Yeah, the oldies were goodies this year at Banff. But some of the goodies were young. Last year the Voices of Adventure colloquy featured Edurne Pasaban, the first woman to climb the fourteen highest peaks in the world. This year the Friday night speaker was Gerlinde Kaltenbrunner, who last summer became the first woman to climb all fourteen without bottled oxygen. (Pasaban had climbed her first, Everest, with supplemental oxygen in 2001, all the others without.) Both women had become superstars in their native countries (Spain and Austria), and each was selected by the National Geographic Society as its Adventurer of the Year.

For Outside magazine in 1982, I had interviewed Reinhold Messner in Munich, as he was closing in on becoming the first man to climb the fourteen 8,000-meter peaks.

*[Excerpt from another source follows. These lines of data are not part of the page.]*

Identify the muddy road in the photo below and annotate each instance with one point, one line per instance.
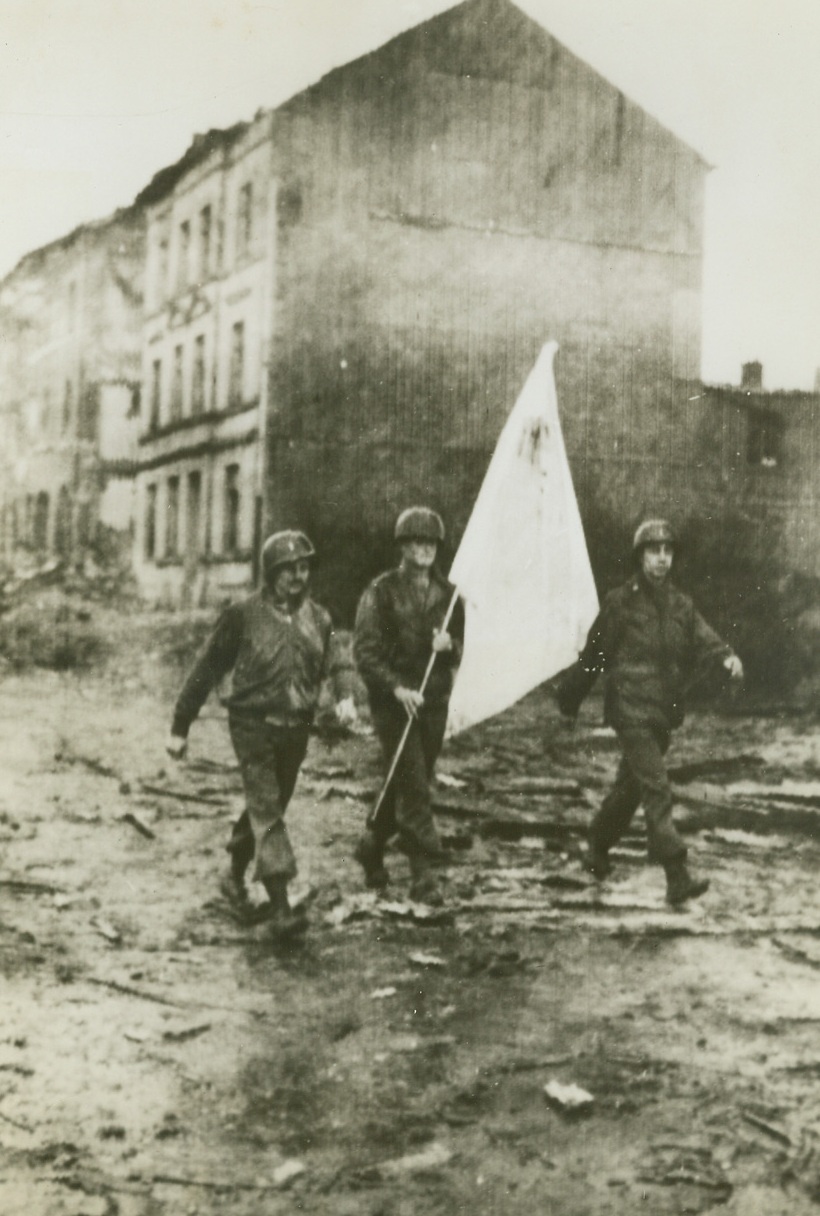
(156, 1057)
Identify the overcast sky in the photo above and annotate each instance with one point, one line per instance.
(96, 95)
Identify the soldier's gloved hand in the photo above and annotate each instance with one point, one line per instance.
(409, 699)
(346, 711)
(734, 666)
(177, 746)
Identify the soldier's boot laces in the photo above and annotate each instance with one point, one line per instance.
(681, 885)
(423, 884)
(596, 861)
(370, 856)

In my single hour in his apartment, I realized I was in the presence ("glare" would be a better word) of one of the most titanic egos I had ever met. And though Messner dismissed his race with the brilliant Polish climber Jerzy Kukuczka to reach the finish line first as "a media invention," there was no ignoring the bitterness of that rivalry.

It was at Banff that I first met both Pasaban and Kaltenbrunner. I subsequently profiled Edurne for Rock and Ice, and right now I'm trying to help them both get their memoirs published in the U.S. They could hardly possess more different personalities. Pasaban is vehement, emotional, driven and prone to deep depressions. Kaltenbrunner seems so polite, sunny, and even-keeled, it's hard to picture her fighting her way up the north side of K2 in storms that defeated most of her teammates, as she did on Friday night, wowing the audience.

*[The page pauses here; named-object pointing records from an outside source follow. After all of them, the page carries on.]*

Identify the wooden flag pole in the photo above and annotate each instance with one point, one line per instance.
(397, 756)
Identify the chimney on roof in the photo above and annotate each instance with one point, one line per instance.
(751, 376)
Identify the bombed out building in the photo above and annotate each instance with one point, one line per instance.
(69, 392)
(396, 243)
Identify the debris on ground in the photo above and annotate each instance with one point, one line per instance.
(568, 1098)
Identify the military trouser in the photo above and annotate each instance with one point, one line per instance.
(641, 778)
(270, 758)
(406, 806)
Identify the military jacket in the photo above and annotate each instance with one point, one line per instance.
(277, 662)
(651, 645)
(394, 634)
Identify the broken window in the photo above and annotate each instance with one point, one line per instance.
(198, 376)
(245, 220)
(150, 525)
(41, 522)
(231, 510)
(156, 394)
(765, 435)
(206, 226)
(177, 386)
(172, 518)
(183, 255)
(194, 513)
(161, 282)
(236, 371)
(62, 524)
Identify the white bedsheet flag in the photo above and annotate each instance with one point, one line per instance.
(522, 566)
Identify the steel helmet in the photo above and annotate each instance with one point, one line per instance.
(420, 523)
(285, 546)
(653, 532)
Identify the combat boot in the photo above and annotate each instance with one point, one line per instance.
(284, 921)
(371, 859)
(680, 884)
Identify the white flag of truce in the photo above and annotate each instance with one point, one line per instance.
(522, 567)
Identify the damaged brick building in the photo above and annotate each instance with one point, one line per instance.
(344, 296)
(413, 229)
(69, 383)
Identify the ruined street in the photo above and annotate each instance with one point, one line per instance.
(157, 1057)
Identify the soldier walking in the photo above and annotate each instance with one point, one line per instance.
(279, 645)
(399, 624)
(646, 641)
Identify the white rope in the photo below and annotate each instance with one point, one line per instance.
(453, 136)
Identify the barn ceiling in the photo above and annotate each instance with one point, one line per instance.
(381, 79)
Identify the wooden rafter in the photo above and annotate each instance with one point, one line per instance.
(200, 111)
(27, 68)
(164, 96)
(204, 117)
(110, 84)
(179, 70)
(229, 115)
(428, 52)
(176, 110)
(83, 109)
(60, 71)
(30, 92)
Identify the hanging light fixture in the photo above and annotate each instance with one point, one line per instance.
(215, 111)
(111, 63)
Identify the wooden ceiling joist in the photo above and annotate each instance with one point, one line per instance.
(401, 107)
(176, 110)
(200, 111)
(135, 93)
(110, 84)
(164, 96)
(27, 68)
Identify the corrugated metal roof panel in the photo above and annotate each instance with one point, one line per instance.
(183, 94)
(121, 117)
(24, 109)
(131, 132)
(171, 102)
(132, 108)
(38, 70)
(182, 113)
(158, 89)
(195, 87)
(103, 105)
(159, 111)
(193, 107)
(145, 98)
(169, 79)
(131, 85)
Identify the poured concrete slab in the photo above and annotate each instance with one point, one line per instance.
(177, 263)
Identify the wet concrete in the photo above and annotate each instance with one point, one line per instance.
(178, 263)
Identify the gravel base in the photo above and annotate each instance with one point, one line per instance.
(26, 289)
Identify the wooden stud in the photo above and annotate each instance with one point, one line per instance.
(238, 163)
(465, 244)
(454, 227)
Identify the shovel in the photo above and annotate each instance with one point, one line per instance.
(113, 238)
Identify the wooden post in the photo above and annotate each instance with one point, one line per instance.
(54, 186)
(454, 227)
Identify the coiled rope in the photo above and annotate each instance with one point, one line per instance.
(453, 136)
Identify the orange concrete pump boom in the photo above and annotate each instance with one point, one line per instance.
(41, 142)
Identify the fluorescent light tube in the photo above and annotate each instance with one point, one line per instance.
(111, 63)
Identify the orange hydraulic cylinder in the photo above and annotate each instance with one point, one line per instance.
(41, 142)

Face-to-face with each superwoman, I tried to get them to confess to a rivalry akin to the Messner-Kukuczka war, but it just wasn't there. Each testified so ingenuously to her deep friendship with and encouragement of the other that I finally had to squelch my cynicism. As proof, both recounted how they had climbed to the top of Broad Peak arm-in-arm in 2007, embracing on the summit. 

At the end of the Friday show, in an onstage Q&A, Bernadette MacDonald posed her last query: "What would you say to young girls?"

Kaltenbrunner beamed as she gazed over the audience. "Find your own passion," she exhorted. "Feel enthusiasm for what you're doing."

It wasn't quite as epiphanic a statement as Colin Thubron's insight about Kailas, ascent and death, but I do believe that near me in the audience, young girls were swooning. At Banff, there's nothing wrong with a feel-good ending.